Defects in homologous recombination repair, and replication stability leads to PARP inhibitor sensitivity in BRCA1 deficient tumor cells. USP1 is upregulated in tumors (Breast, ovarian, prostate, and pancreatic carcinomas) with mutations in BRCA1. Also, it exhibits DNA-mediated activation at the replication fork, protecting it, and promoting survival in BRCA1 deficient cells. Inhibition of USP1 leads to replication form destabilization, and decreased viability of BRCA1 deficient cells, exhibiting a synthetically lethal relationship.
Hence this inhibition of USP1 may be a useful treatment for a subset of PARP inhibitor resistant BRCA1 deficient tumors with acquired replication fork stabilization. Small molecule inhibitors of USP1 are gaining clinical efficacy either as monotherapy or in combination with PARP inhibitors, due to the rapid emergence of PARP inhibitor resistance in the clinics.

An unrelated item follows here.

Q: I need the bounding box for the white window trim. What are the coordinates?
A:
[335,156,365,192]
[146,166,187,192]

USP1 inhibitors have multiple indications and are a synthetic lethality target in oncology.

ISM3091 is a highly selective, orally bioavailable small molecule inhibitor of USP1 identified through lnsilico Medicine's artificial intelligence (Al) platform, with potent activity in BRCA-mutated tumor models.
In September 2023, Insilico and Exelixis announced an exclusive license
agreement with $80 million upfront. In May 2023, the FDA cleared the initial IND for ISM3091 for the treatment of patients with solid tumors.